I have depicted a Downy Woodpecker just having finished a drum, now listening for a nearby rival. The red spot on the back of its head shows it to be a male. The female is identical, except that the median black stripe goes from the forehead over the top and down to the nape, without the red spot. Of the seven species of woodpeckers occurring in Indiana, this is the most common, both in our woods and in Indiana as a whole. It is about 6 inches long, while its nearly-identical cousin, the Hairy Woodpecker, is more than 9 inches long (with a much larger bill). I find the downy on many strolls through the Meditational Woods, but have yet to observe a hairy. Enjoy the drumming from now until June, when the WB (woodpecker broadcasting) will “go off the air” until next spring. ~Brad J
Teacher Position Opening with MSPC ~ Maple Seeds Preschool Cooperative (MSPC, formerly Meridian Street Preschool Cooperative), a non-profit organization, is a play-based program centered on the philosophy that children, parents, and teachers learn from each other.

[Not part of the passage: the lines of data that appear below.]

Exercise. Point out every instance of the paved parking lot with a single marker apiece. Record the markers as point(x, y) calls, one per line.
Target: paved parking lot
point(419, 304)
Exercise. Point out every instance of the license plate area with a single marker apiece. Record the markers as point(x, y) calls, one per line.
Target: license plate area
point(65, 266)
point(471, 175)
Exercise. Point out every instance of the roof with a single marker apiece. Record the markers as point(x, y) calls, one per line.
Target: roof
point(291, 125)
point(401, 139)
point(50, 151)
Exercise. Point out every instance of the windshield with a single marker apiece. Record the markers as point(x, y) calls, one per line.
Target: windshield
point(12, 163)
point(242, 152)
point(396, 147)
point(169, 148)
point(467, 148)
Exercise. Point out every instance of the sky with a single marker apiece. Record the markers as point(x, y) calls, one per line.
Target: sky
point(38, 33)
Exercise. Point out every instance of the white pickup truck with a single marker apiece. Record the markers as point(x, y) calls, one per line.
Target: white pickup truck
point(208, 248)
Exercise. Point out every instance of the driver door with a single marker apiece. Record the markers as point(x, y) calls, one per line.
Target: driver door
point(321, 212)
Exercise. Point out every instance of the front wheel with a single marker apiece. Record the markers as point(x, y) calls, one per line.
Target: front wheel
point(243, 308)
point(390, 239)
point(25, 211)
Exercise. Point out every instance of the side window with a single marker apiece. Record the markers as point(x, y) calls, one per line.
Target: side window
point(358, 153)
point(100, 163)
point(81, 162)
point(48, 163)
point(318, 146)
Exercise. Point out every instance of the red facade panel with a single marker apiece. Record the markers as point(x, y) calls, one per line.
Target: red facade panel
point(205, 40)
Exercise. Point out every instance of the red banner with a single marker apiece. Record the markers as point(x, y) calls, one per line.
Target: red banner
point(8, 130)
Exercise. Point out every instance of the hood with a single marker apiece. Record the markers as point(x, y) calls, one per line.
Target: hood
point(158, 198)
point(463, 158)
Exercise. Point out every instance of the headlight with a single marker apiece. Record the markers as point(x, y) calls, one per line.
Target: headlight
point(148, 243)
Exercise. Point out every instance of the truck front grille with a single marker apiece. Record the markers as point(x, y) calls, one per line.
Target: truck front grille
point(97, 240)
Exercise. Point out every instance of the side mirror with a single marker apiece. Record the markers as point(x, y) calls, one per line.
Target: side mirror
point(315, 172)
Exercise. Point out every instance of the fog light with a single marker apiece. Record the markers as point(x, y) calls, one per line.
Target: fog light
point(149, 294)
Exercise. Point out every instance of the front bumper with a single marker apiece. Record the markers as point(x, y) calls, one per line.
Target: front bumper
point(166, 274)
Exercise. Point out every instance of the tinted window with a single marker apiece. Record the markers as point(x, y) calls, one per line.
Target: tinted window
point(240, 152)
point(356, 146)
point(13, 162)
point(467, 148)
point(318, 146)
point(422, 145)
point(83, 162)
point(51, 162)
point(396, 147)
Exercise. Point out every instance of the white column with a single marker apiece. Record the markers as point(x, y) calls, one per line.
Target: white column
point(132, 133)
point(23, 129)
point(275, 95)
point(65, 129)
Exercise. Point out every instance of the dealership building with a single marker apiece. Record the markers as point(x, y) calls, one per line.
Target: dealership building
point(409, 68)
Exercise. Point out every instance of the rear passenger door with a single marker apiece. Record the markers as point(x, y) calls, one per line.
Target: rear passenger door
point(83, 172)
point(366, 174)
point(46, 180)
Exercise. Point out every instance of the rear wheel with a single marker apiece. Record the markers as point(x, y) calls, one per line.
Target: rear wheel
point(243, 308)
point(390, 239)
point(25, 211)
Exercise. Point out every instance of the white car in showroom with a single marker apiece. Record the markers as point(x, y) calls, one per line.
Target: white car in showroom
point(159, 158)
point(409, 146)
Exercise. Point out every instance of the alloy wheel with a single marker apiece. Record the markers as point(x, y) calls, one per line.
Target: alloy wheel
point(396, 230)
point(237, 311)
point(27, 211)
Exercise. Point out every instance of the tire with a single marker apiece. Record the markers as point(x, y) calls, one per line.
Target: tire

Through a purposefully planned environment, we carefully nurture each child’s social, emotional, and cognitive development. The 3/4s Classroom Teacher would be responsible for providing quality, developmentally appropriate programming for one class of children with the support of two participating parents daily. The class meets on Tuesdays and Thursdays from 9:30-11:45 a.m with enrichment until 1:30pm on Thursdays only. This position begins in September 2019, with fall and spring breaks, and summer break from June through August each year. Salary to be discussed at interview. For more information including how to apply, please visit http://bit.ly/2VAypqH.
Books Galore ~ We have a fine library containing many books on Quaker practices, beliefs, and history. The library, refreshed and well-organized by John Moorman and committee, is beside the office. Also see the pamphlets from Pendle Hill covering topics of current interest. We also have a book exchange cart. You are welcome to take a book, you are invited to donate books, but please, just a few at a time. The cart is in Fellowship Hall. Or sometimes beside the side entrance to the parlor.